I’m starting my self-learning journey and I’m torn between Python and R. Most of the job postings I see in the US for Data Analyst roles mention Python, but some academic or healthcare-heavy roles seem to prefer R. If my goal is to get a job as quickly as possible without a degree, which language should I prioritize? I want to make sure I’m learning the library ecosystems like Pandas or Tidyverse that are actually used in the industry today.
3 answers
If you want the broadest range of opportunities in the US, go with Python. It is much more versatile and is the standard for most tech companies and startups. Mastering the Pandas, NumPy, and Matplotlib libraries will make you a very strong candidate. R is fantastic for deep statistical analysis and is still very popular in biotech and academia, but Python’s integration with other software and its use in Machine Learning give it the edge for a career pivot. I learned Python in six months and found it much easier to integrate into automation tasks at my current company.
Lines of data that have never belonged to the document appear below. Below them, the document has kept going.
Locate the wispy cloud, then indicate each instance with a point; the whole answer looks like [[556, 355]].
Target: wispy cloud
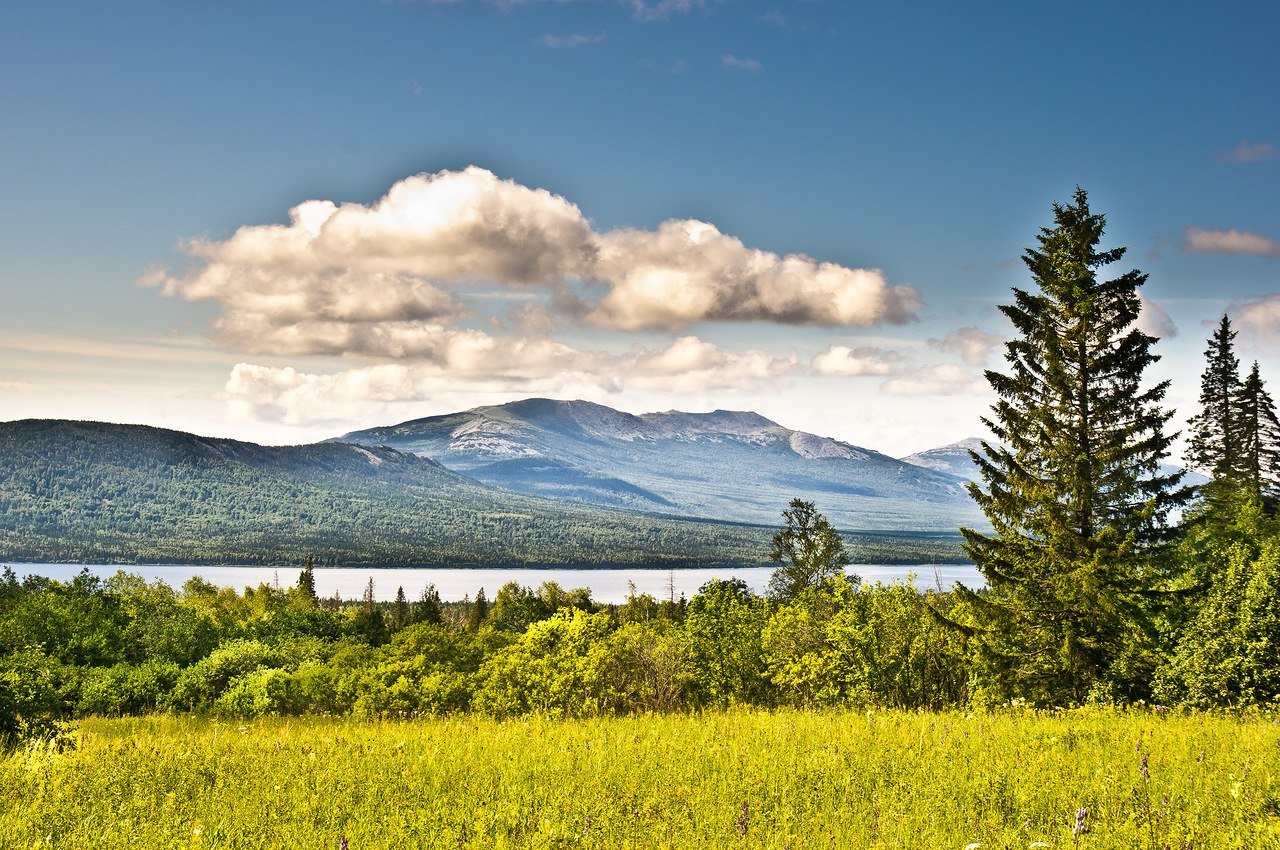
[[686, 366], [1217, 241], [972, 344], [1155, 320], [576, 40], [942, 379], [842, 361], [730, 60], [1249, 151]]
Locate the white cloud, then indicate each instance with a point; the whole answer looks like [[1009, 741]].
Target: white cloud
[[688, 366], [944, 379], [689, 272], [1217, 241], [1258, 320], [730, 60], [1249, 151], [576, 40], [389, 279], [972, 344], [849, 362], [1153, 320]]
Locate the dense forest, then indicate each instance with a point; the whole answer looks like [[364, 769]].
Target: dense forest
[[1106, 580], [96, 493]]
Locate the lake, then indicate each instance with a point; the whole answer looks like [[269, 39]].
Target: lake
[[606, 585]]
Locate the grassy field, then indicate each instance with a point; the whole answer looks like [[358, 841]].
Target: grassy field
[[731, 780]]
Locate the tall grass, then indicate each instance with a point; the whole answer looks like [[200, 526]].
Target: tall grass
[[1082, 778]]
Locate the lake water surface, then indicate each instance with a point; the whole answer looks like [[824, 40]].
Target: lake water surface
[[606, 585]]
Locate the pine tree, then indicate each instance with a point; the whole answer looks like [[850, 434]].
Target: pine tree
[[809, 548], [307, 579], [1260, 439], [401, 615], [1073, 489], [479, 609], [1216, 442], [428, 607]]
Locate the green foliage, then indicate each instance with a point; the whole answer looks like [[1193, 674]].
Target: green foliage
[[1260, 439], [809, 548], [1074, 494], [554, 668], [1229, 652], [876, 647], [725, 624], [1215, 442]]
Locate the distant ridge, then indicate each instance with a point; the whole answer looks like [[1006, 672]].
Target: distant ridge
[[952, 460], [723, 465], [99, 493], [955, 460]]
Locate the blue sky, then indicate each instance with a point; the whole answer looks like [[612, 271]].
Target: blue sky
[[924, 142]]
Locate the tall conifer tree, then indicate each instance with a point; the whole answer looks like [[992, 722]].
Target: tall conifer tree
[[1260, 438], [1073, 489], [1215, 444]]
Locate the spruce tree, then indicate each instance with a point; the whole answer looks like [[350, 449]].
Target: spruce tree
[[479, 609], [401, 615], [809, 548], [1260, 439], [1072, 487], [1215, 444], [428, 607], [307, 579]]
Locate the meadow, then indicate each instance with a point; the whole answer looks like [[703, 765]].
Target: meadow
[[737, 778]]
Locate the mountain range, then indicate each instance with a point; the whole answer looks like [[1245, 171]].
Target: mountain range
[[725, 465], [535, 481], [99, 493]]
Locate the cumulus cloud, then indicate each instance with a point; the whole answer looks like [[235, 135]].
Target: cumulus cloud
[[730, 60], [844, 361], [389, 279], [576, 40], [972, 344], [689, 365], [1258, 320], [1249, 151], [1219, 241], [944, 379], [689, 272], [1153, 320]]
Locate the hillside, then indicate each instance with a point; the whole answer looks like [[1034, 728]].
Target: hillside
[[86, 492], [95, 493], [955, 460], [951, 460], [725, 465]]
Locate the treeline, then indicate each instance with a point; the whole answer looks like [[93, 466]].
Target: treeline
[[97, 493], [124, 647], [1106, 580]]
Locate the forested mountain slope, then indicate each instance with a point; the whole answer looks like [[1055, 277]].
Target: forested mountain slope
[[88, 492], [725, 465]]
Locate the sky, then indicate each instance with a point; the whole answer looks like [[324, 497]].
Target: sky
[[282, 222]]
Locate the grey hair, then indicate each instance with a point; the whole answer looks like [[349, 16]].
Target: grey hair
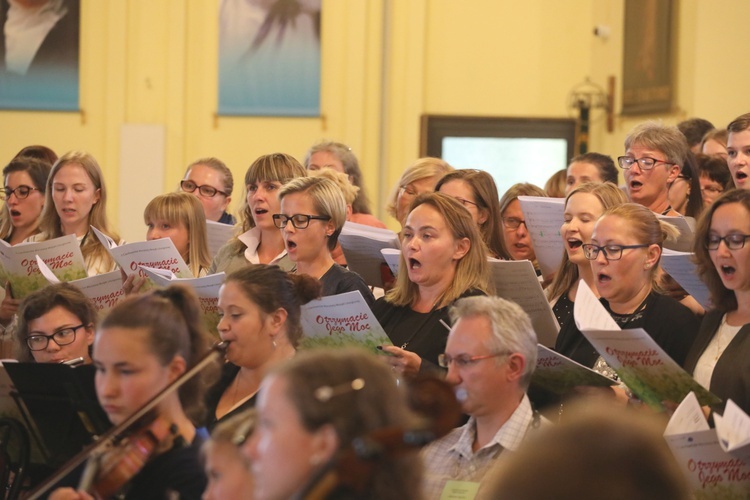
[[511, 327]]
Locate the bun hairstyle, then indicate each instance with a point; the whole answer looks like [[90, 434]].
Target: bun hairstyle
[[173, 323], [271, 288]]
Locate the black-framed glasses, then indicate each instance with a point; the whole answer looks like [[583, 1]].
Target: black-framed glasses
[[21, 192], [513, 222], [299, 221], [205, 190], [611, 252], [646, 163], [63, 336], [732, 241], [464, 360]]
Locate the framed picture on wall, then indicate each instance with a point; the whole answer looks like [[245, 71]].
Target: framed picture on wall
[[39, 54], [269, 57], [647, 83]]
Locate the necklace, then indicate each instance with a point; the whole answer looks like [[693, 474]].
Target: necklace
[[624, 319]]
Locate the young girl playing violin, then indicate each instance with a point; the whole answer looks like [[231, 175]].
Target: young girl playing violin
[[144, 344]]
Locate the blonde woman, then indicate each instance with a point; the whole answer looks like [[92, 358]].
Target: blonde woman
[[583, 207], [75, 200], [419, 177], [312, 214], [179, 216]]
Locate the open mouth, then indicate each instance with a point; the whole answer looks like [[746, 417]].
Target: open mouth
[[728, 270], [574, 243]]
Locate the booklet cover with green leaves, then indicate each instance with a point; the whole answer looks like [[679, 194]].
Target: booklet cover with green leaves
[[559, 374], [711, 472], [340, 321], [638, 360], [207, 288], [19, 265], [157, 254]]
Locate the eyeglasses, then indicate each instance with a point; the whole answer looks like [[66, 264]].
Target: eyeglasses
[[64, 336], [513, 222], [299, 221], [611, 252], [465, 202], [732, 241], [646, 163], [204, 190], [464, 360], [21, 192]]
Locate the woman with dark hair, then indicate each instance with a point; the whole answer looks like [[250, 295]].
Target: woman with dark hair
[[476, 190], [311, 409], [146, 342], [24, 194], [684, 192], [55, 324], [260, 318], [260, 241], [443, 258], [720, 356]]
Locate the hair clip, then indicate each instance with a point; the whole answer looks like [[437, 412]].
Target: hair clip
[[326, 392]]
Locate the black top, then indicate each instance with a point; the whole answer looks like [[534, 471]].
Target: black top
[[177, 473], [228, 373], [563, 309], [673, 326], [731, 375], [341, 280], [422, 333]]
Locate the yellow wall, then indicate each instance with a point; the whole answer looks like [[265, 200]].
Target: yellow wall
[[154, 61]]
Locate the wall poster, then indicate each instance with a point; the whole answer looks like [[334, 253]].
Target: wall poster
[[269, 57], [39, 47]]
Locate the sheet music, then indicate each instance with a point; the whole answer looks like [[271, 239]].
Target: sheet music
[[218, 235], [516, 280], [680, 266], [544, 216], [589, 313]]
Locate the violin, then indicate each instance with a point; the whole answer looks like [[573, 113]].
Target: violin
[[121, 452], [353, 466]]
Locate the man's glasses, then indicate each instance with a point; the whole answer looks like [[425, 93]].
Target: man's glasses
[[611, 252], [21, 192], [464, 360], [299, 221], [513, 222], [645, 163], [732, 241], [64, 336], [204, 190]]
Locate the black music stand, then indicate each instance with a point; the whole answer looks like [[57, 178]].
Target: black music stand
[[59, 406]]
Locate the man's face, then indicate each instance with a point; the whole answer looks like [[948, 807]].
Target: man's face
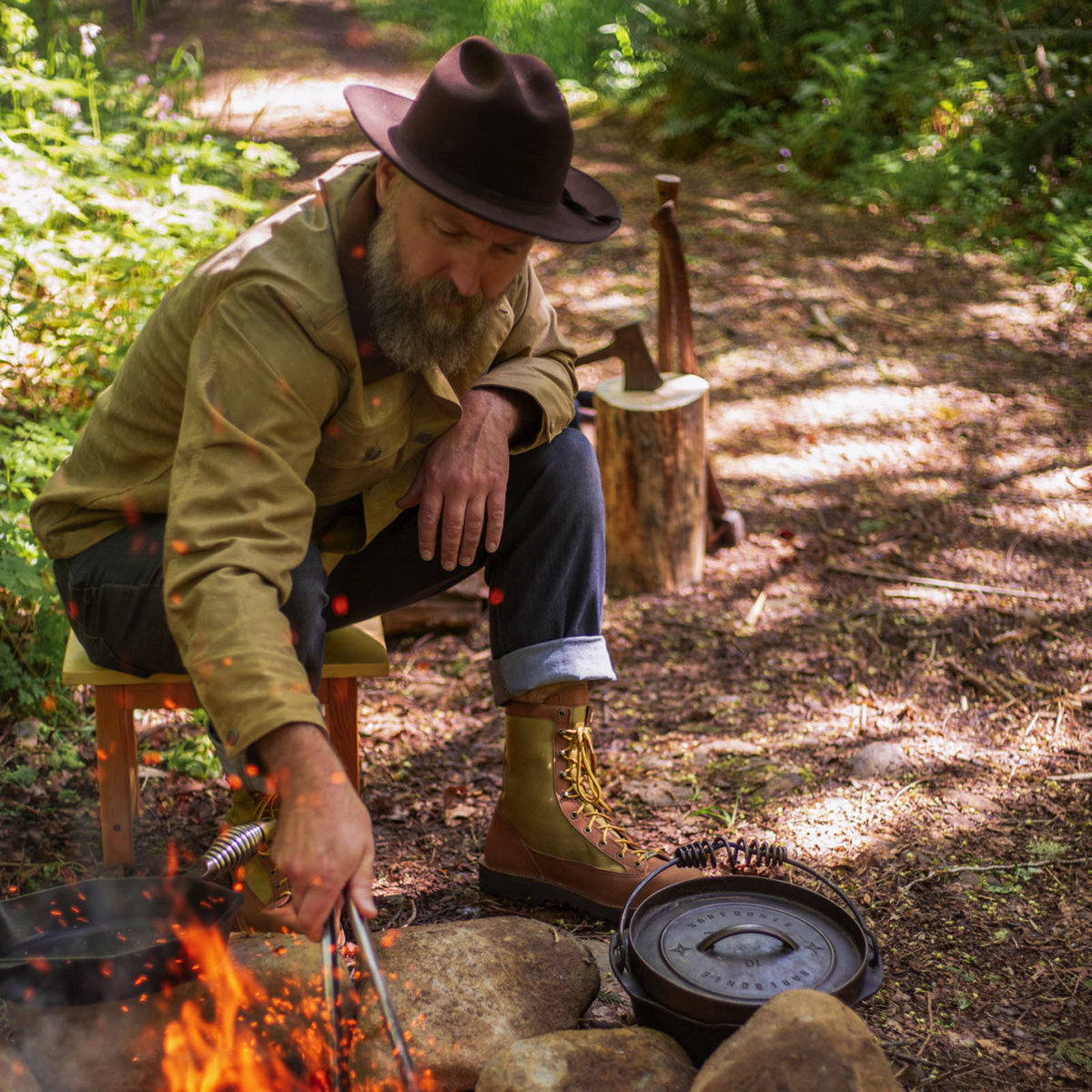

Do you have any interest in eventually moving into Data Engineering or Software Development? Python is a general-purpose language, whereas R is very specific to statistics, so your long-term goals might help you decide which path to take.
Python is definitely the winner for job volume. I rarely see entry-level roles requiring R unless it's a very specialized research position. Stick with Python and SQL.
Totally agree. Most corporate environments use Python because it plays so well with their existing tech infrastructure. It's the more practical choice for a quick entry into the field.
I definitely want the option to grow into Data Science or Engineering later. Based on what you said, Kevin, Python seems like the safer bet for a "future-proof" career path outside of just basic reporting.